Texas is unusual in that it leaves it to city councils to annex unincorporated land and doesn't require the approval of some other governing body. But the Republican-led Legislature has become increasingly sympathetic to homeowners like the Blakes, and on Friday a law will take effect giving voters in the more populated unincorporated areas the right to reject a city's attempt to annex their land.
Critics say the new law is an example of state overreach and could have dire consequences for Texas' burgeoning cities, depriving them of the room to grow and the ability to expand their taxing authority and streamline services.
The annexation battles have played out in the suburbs of Dallas, the countryside west of Fort Worth and near the sprawling Central Texas Army post of Fort Hood, among other places.
Courtney Butler and her neighbors organized after learning in August that Weatherford, near Fort Worth, was seeking to annex more than 1,000 acres, including their land. Butler, a 42-year-old school librarian with three small children, saw the move as a threat to the property rights of those whose land has been in their families for generations.
Weatherford officials said at the time that they were simply trying to manage development in the fast-growing region. But the argument carried little weight among Butler and others who saw it as a land grab. Weatherford abandoned its plan in September.
"Our No. 1 concern was that we were not going to be able to use the land as we've been doing," Butler said. "I think what the cities are going to have to do when they're looking to annex is they're going to have to work with you rather than just take you over."

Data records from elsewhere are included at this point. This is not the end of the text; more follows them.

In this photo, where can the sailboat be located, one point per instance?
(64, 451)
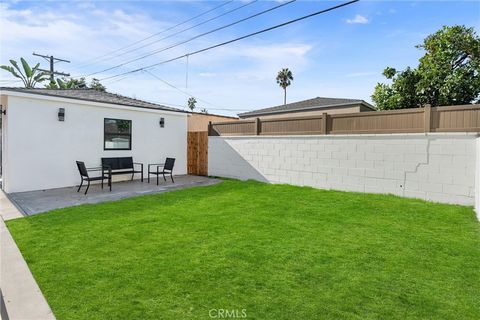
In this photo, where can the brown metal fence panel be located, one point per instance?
(234, 128)
(438, 119)
(456, 118)
(310, 125)
(197, 153)
(410, 120)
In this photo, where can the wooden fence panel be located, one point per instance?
(197, 153)
(438, 119)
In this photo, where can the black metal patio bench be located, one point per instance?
(121, 165)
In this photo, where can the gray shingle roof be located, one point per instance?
(94, 96)
(315, 103)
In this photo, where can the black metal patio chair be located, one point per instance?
(167, 168)
(86, 177)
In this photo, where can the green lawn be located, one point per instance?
(273, 251)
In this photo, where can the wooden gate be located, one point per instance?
(198, 153)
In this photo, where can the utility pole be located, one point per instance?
(52, 60)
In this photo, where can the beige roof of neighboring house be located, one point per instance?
(310, 104)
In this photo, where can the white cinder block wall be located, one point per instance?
(439, 167)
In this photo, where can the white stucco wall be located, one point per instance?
(438, 167)
(40, 151)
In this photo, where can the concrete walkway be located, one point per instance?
(7, 209)
(20, 293)
(34, 202)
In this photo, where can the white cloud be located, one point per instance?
(359, 19)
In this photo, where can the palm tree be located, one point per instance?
(29, 76)
(284, 79)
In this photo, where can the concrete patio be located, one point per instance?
(34, 202)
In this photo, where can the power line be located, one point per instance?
(183, 30)
(195, 37)
(189, 94)
(52, 60)
(90, 62)
(235, 40)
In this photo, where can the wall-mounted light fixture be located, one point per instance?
(61, 114)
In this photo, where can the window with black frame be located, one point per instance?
(117, 134)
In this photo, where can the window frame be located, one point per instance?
(129, 135)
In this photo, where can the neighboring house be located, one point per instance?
(198, 121)
(310, 107)
(39, 148)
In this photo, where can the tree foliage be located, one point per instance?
(29, 76)
(448, 73)
(72, 83)
(284, 79)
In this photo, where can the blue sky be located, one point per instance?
(337, 54)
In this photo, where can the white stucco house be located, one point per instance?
(45, 131)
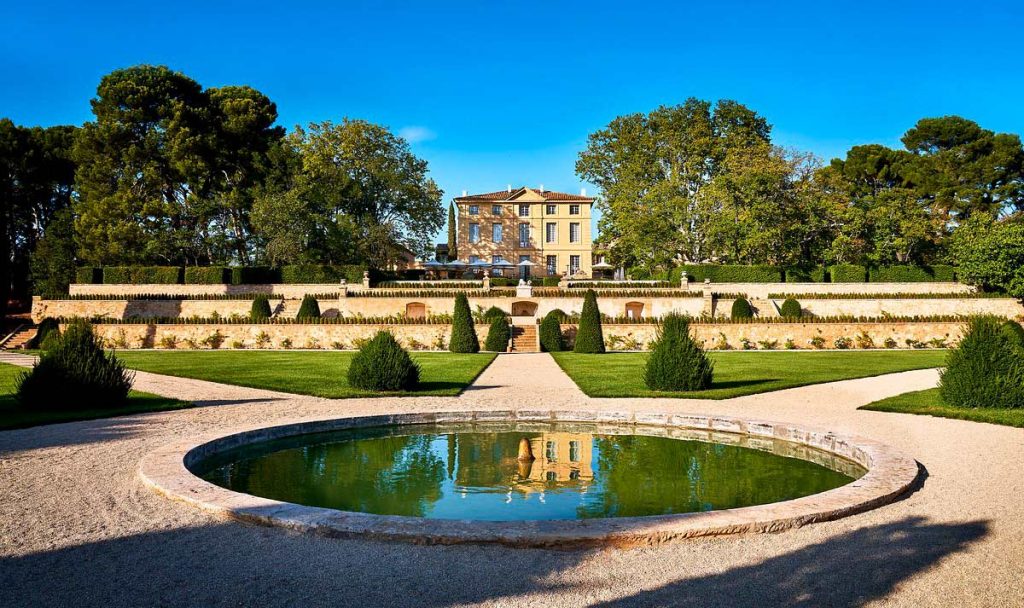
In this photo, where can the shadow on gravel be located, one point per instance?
(242, 565)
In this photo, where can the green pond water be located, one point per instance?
(464, 471)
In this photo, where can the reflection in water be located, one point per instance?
(472, 472)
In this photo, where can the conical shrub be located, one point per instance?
(791, 308)
(75, 373)
(677, 362)
(463, 333)
(309, 308)
(261, 309)
(498, 335)
(382, 364)
(741, 309)
(551, 333)
(590, 338)
(986, 368)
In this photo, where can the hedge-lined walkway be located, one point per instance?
(77, 527)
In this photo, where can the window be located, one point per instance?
(551, 232)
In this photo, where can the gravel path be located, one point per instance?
(78, 528)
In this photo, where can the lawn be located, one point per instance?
(737, 374)
(323, 374)
(929, 402)
(13, 416)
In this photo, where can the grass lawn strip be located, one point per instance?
(321, 374)
(12, 416)
(929, 402)
(738, 374)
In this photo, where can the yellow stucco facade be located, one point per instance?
(550, 229)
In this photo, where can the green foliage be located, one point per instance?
(551, 332)
(676, 361)
(309, 308)
(986, 368)
(207, 275)
(907, 273)
(590, 338)
(791, 308)
(730, 273)
(1015, 331)
(741, 309)
(261, 309)
(498, 335)
(797, 274)
(463, 333)
(848, 273)
(75, 373)
(382, 364)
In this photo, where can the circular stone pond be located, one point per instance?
(541, 478)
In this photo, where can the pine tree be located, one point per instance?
(590, 338)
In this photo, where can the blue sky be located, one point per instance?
(493, 93)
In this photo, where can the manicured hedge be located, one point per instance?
(805, 274)
(911, 274)
(728, 273)
(207, 275)
(848, 273)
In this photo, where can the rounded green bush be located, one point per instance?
(48, 331)
(590, 338)
(791, 309)
(75, 373)
(1015, 331)
(676, 361)
(741, 309)
(551, 332)
(463, 333)
(261, 309)
(382, 364)
(986, 368)
(309, 308)
(498, 335)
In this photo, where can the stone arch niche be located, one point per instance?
(416, 310)
(524, 308)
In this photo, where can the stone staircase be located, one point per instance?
(524, 339)
(18, 338)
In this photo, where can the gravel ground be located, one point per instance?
(78, 528)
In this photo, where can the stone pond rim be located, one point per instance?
(890, 473)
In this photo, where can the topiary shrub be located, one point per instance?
(551, 333)
(75, 373)
(1015, 331)
(676, 361)
(261, 309)
(791, 309)
(590, 338)
(986, 370)
(741, 309)
(382, 364)
(463, 333)
(309, 308)
(498, 335)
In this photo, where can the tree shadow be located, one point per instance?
(227, 563)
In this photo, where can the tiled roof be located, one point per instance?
(515, 192)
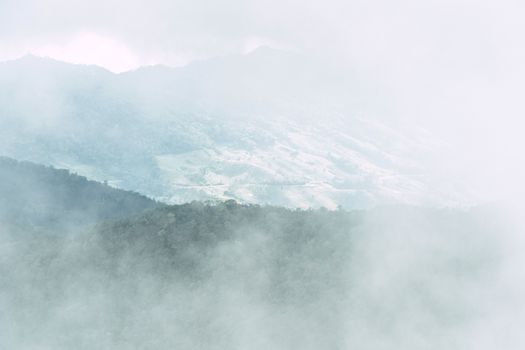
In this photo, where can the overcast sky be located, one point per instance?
(455, 64)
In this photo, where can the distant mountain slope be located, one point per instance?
(39, 197)
(269, 127)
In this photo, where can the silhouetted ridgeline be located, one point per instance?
(44, 197)
(230, 276)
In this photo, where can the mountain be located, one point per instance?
(269, 127)
(230, 276)
(36, 198)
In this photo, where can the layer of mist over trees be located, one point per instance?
(121, 271)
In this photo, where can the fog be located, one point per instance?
(407, 114)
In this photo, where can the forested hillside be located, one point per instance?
(231, 276)
(37, 197)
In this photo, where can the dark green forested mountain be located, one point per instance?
(231, 276)
(44, 198)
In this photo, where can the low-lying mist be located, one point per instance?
(229, 276)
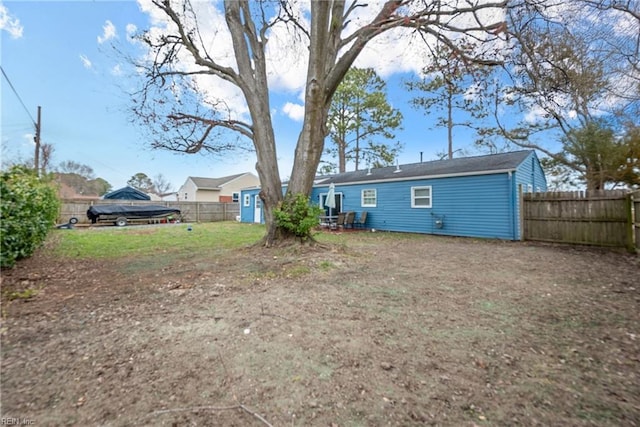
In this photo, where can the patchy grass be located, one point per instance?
(368, 329)
(167, 240)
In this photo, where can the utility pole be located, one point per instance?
(36, 139)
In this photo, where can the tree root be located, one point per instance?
(213, 408)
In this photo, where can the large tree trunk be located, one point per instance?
(252, 80)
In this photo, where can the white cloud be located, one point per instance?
(294, 111)
(9, 23)
(108, 32)
(395, 51)
(86, 62)
(116, 70)
(131, 30)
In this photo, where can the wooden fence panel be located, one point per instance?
(597, 218)
(191, 211)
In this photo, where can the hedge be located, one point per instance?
(27, 213)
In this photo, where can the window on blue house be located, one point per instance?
(368, 198)
(421, 197)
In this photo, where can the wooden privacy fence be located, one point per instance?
(600, 218)
(191, 211)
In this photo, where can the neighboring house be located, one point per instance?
(470, 196)
(126, 193)
(225, 189)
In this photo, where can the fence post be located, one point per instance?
(521, 212)
(631, 224)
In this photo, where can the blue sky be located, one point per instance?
(60, 55)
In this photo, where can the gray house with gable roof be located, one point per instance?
(468, 196)
(223, 189)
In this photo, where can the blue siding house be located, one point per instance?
(469, 196)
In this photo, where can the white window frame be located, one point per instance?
(413, 197)
(374, 197)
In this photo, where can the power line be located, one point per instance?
(18, 96)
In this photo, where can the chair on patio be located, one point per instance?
(362, 221)
(349, 219)
(339, 222)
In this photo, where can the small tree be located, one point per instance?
(451, 85)
(360, 112)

The Texas Municipal League is among the chief critics of the new law. Its executive director, Bennett Sandlin, notes that cities in some states get up to 40 percent of their revenue from the legislature, but Texas ranks 48th when it comes to the amount of per capita aid it provides to its cities. This makes Texas cities heavily reliant on sales and property taxes for revenue to provide services, he said.
"You can't rely on your cities and give them nothing," Sandlin said. "That's a dangerous combination."

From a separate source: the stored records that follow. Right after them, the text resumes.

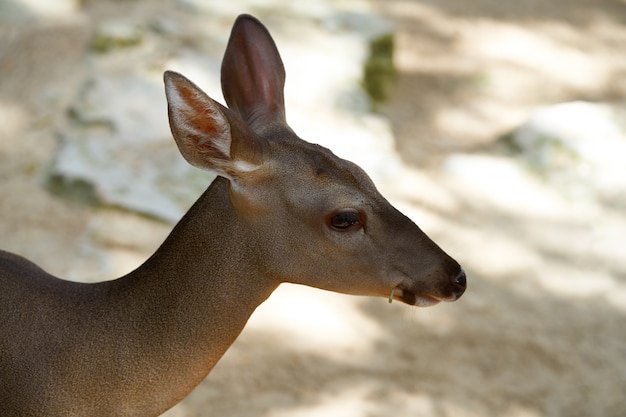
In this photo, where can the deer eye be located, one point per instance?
(345, 220)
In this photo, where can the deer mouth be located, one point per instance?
(414, 298)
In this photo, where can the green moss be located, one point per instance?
(379, 72)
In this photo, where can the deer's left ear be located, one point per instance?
(209, 135)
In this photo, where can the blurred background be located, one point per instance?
(499, 127)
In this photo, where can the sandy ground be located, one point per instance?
(540, 331)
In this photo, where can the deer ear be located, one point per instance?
(253, 75)
(209, 135)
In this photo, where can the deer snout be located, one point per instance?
(459, 284)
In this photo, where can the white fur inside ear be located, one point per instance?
(185, 111)
(243, 166)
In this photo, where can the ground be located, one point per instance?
(540, 331)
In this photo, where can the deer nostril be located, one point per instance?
(461, 279)
(460, 284)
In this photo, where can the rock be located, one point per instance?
(579, 147)
(119, 150)
(116, 33)
(378, 68)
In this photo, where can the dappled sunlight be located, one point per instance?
(317, 322)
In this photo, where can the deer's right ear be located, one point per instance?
(209, 135)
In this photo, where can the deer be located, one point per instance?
(280, 210)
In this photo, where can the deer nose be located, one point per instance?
(459, 284)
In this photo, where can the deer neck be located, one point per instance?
(197, 291)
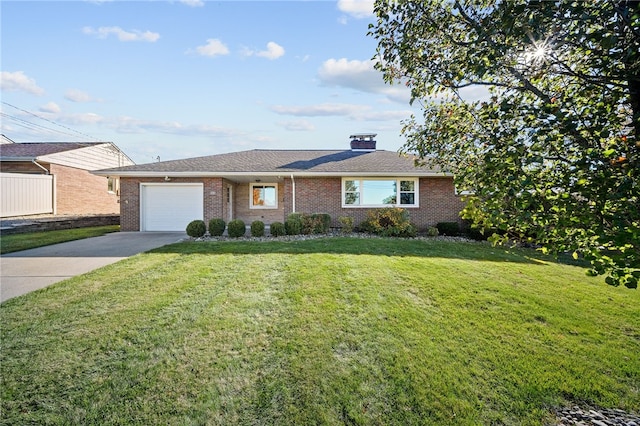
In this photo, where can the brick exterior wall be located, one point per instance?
(243, 211)
(438, 202)
(77, 191)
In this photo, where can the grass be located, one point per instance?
(18, 242)
(328, 331)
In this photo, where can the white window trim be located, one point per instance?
(251, 206)
(370, 206)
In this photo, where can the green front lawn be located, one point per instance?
(18, 242)
(328, 331)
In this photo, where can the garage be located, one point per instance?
(170, 207)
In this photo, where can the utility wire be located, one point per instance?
(33, 126)
(91, 138)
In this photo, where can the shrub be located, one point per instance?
(451, 229)
(277, 229)
(196, 228)
(236, 228)
(316, 223)
(347, 224)
(293, 224)
(432, 231)
(257, 228)
(216, 227)
(389, 222)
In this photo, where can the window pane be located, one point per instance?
(379, 192)
(407, 185)
(351, 185)
(264, 196)
(407, 198)
(352, 198)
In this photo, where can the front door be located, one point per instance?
(230, 202)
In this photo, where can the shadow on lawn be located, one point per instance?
(363, 246)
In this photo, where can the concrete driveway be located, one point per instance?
(28, 270)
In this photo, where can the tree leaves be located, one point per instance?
(553, 156)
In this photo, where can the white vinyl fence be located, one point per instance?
(23, 194)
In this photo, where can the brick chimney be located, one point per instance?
(363, 142)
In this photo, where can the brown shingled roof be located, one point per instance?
(282, 161)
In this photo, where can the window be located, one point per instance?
(113, 185)
(379, 192)
(264, 196)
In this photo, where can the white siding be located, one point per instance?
(23, 194)
(104, 156)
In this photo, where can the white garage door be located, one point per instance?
(169, 207)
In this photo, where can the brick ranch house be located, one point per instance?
(75, 190)
(268, 185)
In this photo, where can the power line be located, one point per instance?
(33, 126)
(36, 126)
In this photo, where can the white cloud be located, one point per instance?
(214, 47)
(50, 107)
(351, 111)
(193, 3)
(122, 35)
(356, 8)
(274, 51)
(361, 76)
(75, 95)
(319, 110)
(19, 82)
(297, 125)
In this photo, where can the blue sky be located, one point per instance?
(189, 78)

Several dozen cities in Texas have undertaken annexation at some point this year, he said, but a firm number isn't available because no agency tracks it.
Jim Brooks, director of the Center for City Solutions at the National League of Cities, argues that Dallas, Fort Worth and other cities in the Metroplex have shown how growth can be properly managed.
"As job growth and wealth growth and housing growth have come to these municipalities they've demonstrated that they're figuring it out and they've been largely successful and can manage this effort without interference of the state saying it can do things better," he said.